Forth: You need to meet with your team, regularly, in real life. That doesn’t mean you must get together weekly; my ‘team’ gets together every couple of months. But it’s essential that you do get together with an agenda, and have an established method for helping the members of your group.

I realize that nothing suggested above is groundbreaking, but so many people in the business world waste so much time trying to be everywhere – tweeting, posting and mixing their way into an awful lot of contacts but not a lot of substantive relationships. Take the time to build your own collaborative trust and you’ll understand how much more it brings you than the standard wheel spinning of traditional or social media networking.

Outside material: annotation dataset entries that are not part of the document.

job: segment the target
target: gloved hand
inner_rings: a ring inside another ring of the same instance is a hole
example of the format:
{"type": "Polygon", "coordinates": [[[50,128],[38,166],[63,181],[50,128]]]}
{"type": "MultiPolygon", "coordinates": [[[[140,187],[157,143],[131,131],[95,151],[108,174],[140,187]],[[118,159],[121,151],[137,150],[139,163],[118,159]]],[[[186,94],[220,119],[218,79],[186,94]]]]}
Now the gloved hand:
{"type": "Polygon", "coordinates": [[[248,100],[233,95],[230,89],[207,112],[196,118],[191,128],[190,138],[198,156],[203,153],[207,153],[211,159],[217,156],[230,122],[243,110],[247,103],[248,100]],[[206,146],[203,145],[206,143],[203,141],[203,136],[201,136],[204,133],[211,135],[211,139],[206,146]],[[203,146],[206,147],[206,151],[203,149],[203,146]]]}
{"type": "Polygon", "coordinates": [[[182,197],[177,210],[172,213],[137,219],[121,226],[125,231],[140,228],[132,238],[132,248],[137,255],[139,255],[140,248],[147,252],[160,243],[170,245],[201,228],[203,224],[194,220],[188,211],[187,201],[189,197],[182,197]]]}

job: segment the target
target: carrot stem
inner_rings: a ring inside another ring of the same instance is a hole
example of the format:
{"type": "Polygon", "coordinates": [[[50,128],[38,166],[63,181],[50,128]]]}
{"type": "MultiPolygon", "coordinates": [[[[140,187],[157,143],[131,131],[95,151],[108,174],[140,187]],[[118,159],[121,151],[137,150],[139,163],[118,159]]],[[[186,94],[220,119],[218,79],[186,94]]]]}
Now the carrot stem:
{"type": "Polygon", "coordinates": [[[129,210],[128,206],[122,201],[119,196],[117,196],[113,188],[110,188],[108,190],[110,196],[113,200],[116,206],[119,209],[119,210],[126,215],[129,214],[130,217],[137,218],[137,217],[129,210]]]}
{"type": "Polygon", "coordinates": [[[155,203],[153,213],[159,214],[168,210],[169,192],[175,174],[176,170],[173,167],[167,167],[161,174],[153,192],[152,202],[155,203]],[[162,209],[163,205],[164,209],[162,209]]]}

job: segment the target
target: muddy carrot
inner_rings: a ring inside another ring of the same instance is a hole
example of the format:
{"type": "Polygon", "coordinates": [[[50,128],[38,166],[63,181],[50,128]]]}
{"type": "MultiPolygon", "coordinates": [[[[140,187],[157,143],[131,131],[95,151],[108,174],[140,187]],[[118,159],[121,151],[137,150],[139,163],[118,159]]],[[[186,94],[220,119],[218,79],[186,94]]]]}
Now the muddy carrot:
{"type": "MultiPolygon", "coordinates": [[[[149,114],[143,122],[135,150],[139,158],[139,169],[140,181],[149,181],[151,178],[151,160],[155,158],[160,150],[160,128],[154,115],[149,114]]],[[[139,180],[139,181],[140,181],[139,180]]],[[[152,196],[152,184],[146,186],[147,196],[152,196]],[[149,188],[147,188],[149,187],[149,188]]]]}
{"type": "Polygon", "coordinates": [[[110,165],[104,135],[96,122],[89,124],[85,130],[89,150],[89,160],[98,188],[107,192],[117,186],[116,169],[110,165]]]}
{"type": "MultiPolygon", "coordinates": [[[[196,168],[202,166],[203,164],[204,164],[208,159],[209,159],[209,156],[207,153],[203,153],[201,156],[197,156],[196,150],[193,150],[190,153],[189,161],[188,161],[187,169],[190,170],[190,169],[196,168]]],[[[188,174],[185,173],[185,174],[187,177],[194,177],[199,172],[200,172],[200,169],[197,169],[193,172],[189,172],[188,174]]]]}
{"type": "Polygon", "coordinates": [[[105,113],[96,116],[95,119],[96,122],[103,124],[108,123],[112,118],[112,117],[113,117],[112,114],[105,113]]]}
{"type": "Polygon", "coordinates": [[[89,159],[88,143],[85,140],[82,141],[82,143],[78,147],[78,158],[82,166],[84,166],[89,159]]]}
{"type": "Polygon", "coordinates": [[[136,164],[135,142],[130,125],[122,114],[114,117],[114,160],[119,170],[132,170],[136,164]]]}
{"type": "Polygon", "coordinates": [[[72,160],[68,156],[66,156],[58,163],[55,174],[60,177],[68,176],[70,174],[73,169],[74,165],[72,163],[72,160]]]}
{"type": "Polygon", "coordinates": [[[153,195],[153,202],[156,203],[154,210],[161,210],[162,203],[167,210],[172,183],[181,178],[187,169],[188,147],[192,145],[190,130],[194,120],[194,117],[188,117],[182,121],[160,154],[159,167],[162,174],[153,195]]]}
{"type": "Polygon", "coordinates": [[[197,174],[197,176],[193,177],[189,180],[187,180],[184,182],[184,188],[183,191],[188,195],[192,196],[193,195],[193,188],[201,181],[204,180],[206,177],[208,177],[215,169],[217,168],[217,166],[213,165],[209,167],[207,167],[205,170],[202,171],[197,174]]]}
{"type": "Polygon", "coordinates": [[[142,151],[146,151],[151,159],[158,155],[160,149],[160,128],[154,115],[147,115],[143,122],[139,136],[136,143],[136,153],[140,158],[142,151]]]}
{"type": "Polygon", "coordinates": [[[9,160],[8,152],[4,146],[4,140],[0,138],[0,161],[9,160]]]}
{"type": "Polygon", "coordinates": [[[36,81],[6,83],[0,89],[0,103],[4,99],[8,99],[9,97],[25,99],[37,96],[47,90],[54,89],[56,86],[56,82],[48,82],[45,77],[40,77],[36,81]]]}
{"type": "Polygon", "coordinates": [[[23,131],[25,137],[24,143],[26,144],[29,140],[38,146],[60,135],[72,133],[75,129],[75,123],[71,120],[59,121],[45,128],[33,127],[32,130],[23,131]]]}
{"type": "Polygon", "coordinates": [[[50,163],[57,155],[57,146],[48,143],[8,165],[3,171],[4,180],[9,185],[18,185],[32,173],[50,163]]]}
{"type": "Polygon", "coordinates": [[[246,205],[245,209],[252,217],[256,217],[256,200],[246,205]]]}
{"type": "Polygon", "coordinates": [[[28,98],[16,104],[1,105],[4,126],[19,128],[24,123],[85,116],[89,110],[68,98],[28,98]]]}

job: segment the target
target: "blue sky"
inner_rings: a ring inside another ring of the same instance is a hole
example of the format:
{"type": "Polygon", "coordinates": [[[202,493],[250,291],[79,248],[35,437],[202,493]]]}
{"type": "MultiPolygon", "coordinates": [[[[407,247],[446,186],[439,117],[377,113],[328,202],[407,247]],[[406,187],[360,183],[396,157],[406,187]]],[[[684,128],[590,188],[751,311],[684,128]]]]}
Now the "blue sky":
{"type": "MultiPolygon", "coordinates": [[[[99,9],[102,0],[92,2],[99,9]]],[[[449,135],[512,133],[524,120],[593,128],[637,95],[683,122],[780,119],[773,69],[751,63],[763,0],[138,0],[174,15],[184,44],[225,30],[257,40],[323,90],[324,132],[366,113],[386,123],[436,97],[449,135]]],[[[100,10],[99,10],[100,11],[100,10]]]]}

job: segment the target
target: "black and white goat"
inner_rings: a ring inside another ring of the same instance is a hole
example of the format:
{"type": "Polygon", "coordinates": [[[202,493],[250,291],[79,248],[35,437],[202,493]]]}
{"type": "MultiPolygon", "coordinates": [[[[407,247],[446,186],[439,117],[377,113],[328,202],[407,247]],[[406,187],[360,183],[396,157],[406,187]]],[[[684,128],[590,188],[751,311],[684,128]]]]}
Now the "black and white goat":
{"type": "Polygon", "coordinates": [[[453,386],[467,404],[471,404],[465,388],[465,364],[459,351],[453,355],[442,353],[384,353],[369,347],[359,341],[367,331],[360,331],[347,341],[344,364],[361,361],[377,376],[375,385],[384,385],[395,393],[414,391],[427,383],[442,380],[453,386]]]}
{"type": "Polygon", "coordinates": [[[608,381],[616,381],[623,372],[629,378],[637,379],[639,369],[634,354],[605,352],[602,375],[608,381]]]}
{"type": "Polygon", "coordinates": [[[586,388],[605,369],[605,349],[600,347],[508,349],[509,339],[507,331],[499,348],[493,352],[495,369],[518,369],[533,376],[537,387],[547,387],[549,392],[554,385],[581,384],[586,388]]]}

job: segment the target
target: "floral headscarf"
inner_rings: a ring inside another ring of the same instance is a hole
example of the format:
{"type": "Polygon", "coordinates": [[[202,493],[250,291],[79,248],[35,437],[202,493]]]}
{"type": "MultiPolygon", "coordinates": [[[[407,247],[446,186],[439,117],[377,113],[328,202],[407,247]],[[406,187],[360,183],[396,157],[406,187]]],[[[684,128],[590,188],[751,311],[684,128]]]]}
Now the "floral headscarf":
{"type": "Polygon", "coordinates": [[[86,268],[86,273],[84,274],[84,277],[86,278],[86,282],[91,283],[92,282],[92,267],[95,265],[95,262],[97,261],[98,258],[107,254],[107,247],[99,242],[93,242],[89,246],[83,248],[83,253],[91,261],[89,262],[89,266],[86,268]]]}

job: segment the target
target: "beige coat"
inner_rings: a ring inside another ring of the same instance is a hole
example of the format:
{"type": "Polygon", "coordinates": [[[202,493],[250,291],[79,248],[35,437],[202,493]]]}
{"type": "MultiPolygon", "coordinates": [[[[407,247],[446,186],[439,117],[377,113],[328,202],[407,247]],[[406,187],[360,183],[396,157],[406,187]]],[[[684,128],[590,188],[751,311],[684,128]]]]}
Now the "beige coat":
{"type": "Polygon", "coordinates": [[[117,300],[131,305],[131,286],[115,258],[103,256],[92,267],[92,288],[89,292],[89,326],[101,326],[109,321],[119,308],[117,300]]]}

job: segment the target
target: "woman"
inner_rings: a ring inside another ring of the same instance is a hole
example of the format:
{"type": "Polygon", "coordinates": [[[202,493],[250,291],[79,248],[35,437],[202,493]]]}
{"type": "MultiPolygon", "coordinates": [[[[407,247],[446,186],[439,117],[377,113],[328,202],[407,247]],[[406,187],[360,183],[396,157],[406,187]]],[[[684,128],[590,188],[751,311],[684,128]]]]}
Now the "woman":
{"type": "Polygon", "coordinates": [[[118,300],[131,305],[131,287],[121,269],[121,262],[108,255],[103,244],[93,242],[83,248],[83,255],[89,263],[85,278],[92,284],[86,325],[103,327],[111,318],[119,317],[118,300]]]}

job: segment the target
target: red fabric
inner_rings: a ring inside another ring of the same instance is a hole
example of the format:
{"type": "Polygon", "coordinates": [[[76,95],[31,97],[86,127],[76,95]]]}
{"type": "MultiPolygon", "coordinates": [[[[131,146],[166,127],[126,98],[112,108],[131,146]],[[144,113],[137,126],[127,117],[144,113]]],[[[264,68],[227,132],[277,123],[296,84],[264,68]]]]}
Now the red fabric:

Reach Outside of Your Network

I was once privileged to work for a very wise man named Royce Renfroe who constantly repeated “If we always do what we’ve always done we will always get what we always got.” Frankly, as a sales rep. low on the totem pole in his organization the phrase was annoying and probably overused to the point of losing effectiveness. As my business grew and I was promoted to Sales Management, I really understood just how profoundly this simple thought was to growing your sales.

Fast forward many years to last Sunday evening when I was miraculously close to caught up on my work and browsing through LinkedIn, checking out my connections’ networks – something I know I should do more often. When I take the time to do this I often find people I should already have in my network and it gives me a chance to connect. Sometimes I find that 2 of my connections know each other already and I smile at how small the world actually is. Too often I discover a fundamental mistake within a connection’s network: the obvious list of everyone within their company and industry and very few from outside of it.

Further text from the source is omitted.